Subject: [The Simple Life]
John A. Smith
Caribbean Compass Article

John Smith · Carriacou MermaidNot long ago while enjoying an "eighth" of rum with a flat Coke and no ice in a small rum shop adjacent to an upscale restaurant, a tourist approached the bar and asked for a diet Coke. "None here," I said, "Life is too short to diet."

"I'd like to be as thin as you are," he said, then immediately asked me, "What do you do for a living?"

The fella did not ask me how I got by. He did not ask me if perhaps there might be a bit of sacrifice required to live what appeared to him, while now on vacation, to be the good life in paradise. He wanted the advantages, the security and the accoutrements of his American lifestyle—plus he wanted to know the joys of "the simple life."

I own and live aboard a homemade (rough, not crude) wooden sailing vessel of some 20 tons displacement, and have been aboard this particular vessel for 22 years. Prior to this vessel I have owned four others and, except for living in the Swedish cemetery in St. Barths after being shipwrecked in 1975, I have lived aboard a vessel since 1968.

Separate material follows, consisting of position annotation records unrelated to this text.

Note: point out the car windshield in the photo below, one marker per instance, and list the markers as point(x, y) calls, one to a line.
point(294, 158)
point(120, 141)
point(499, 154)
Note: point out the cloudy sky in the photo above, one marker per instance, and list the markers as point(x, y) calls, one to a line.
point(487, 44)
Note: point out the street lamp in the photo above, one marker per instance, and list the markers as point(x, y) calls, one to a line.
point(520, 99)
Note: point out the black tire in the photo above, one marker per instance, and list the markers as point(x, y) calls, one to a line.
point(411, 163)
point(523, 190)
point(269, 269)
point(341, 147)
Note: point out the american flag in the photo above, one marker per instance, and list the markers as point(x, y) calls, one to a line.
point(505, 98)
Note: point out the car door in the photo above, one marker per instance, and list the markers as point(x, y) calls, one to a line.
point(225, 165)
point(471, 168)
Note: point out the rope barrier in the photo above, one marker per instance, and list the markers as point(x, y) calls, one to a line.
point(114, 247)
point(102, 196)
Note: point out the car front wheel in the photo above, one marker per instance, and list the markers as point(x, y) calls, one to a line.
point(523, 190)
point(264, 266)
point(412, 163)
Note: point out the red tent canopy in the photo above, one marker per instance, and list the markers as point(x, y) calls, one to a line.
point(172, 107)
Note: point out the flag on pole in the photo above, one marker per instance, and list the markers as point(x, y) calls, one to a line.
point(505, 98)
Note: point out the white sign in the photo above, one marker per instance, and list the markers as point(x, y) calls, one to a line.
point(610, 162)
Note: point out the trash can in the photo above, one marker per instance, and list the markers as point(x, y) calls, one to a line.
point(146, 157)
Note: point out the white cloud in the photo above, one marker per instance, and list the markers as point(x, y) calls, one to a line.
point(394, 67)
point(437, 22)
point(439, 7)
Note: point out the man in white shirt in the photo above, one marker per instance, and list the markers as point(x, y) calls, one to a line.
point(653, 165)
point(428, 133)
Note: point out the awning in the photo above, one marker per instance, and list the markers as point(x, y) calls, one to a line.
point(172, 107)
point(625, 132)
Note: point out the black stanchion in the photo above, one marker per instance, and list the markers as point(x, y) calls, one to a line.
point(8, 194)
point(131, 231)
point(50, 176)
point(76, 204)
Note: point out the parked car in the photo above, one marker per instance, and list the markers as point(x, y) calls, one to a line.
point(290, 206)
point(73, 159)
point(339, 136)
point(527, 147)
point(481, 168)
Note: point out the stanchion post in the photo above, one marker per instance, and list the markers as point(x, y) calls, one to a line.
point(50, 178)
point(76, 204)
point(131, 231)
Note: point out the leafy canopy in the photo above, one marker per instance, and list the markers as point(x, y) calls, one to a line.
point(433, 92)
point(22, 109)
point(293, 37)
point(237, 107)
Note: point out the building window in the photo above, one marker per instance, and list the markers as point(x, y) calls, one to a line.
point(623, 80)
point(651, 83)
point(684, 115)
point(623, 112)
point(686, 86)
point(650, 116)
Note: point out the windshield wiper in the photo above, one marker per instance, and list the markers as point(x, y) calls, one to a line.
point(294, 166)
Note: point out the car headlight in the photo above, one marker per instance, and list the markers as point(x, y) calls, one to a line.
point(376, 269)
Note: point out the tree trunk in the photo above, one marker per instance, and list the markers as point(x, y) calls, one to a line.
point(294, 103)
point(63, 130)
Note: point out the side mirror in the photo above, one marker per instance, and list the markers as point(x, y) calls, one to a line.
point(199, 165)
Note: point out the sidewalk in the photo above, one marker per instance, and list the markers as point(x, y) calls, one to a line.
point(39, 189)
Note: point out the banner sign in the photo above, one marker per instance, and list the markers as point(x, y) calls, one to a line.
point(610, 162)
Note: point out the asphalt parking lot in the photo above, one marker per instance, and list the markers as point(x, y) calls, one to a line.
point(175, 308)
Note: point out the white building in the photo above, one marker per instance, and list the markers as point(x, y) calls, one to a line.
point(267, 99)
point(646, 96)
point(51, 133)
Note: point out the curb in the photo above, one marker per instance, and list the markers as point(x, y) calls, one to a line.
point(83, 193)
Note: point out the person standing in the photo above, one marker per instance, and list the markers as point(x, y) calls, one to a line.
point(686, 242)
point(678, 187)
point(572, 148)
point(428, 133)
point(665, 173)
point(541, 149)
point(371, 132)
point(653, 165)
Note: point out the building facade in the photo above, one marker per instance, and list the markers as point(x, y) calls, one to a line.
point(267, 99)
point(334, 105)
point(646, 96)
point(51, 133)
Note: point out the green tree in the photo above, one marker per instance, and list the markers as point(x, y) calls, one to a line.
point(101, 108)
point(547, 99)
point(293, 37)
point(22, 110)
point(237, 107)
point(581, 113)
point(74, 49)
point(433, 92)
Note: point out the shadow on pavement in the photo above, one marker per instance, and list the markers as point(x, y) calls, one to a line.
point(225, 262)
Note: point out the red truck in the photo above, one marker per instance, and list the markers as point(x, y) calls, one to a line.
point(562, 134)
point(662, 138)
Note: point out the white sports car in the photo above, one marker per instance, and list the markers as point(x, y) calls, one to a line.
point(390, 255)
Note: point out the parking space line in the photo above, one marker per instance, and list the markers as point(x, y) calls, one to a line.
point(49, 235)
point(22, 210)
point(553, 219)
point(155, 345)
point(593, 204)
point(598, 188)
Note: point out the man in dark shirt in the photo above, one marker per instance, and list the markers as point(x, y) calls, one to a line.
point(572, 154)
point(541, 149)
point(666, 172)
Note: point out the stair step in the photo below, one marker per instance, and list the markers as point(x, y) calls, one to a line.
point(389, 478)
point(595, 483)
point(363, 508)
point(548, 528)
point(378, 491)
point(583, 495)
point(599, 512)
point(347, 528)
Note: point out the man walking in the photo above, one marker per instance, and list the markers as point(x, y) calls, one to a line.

My boats have never had engines, refrigerators or marine toilets. I do not have boat insurance, life insurance or a pension plan. I do not own a car, have a drivers' license, own a house or any land. I do not have a bank balance because I have never had a bank account. I do not have a TV, a VCR, a microwave, shower, Jacuzzi or for that matter running water.

But I am very mobile and have frequently spent over 250 days a year engaged in my favorite activities—fishing and sailing. I have no major health problems (tap wood) or ulcers; I have all my teeth and all my hair. Plenty of hair. I do drink, occasionally to excess, but not frequently. I smoke about one pack of cigarettes a week and most of the time I am barefoot. Except for shorts, shirts and hats, clothes are not very important.

Right now mangoes, avocados and bananas are ripe and this morning at the government market I bought eight avocados, six mangoes, ten bananas, sixteen passion fruit and a dozen limes for less than US$6. I regularly purchase fresh jack-fish for US$1 a pound. (I do have to clean and cook them myself.) I never tire of fresh vegetables, fruit and fish. I rarely eat meat or ice-cream, go to restaurants or smoke Cuban cigars.

But I did not take the time to explain all that to this particular tourist, knowing that it was not what he really wanted to hear. So I told him I ran machine guns and drugs, and he seemed relieved—his pre-conceptions and prejudices had proved well founded. He believed somehow that only by either being "immoral" or by tying myself to his particular work ethic could I exist as the free man standing before him.